La FIACAT à l’ONU

La FIACAT à l’ONU

 

La FIACAT, créée en 1987, a obtenu un statut consultatif auprès de l’ECOSOC (ONU) dès 1989.
Quel rôle peut jouer la Fédération des ACAT au niveau des instances internationales des droits de l’homme ?

Afin de participer au renforcement de l’interdiction absolue de la torture, la FIACAT représente les ACAT membres de son réseau auprès des Nations unies.

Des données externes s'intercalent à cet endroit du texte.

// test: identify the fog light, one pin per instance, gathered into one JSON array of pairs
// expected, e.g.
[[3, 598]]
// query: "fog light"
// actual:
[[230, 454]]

Cette présence sur la scène internationale permet à la FIACAT de contribuer au respect des normes internationales de protection des droits de l’homme.
Elle permet également à la FIACAT de former les acteurs nationaux membres de son réseau qui travaillent auprès de personnes privées de liberté.

 

Que fait la FIACAT à l’ONU ?

Elle participe et contribue aux sessions du Conseil des Droits de l’Homme, principal organe intergouvernemental des Nations unies chargé des droits de l’homme ainsi qu’aux mandats et mécanismes dont il a la charge comme les procédures spéciales spéciales de l’ONU et l’Examen périodique universel.

Elle participe aux travaux des Comités de surveillance.

Une fois qu’un État a ratifié une Convention, acceptant ainsi la compétence du Comité des Nations Unies chargé de son suivi, il doit soumettre régulièrement des rapports aux experts de ce Comité sur la mise en oeuvre de la Convention sur son territoire.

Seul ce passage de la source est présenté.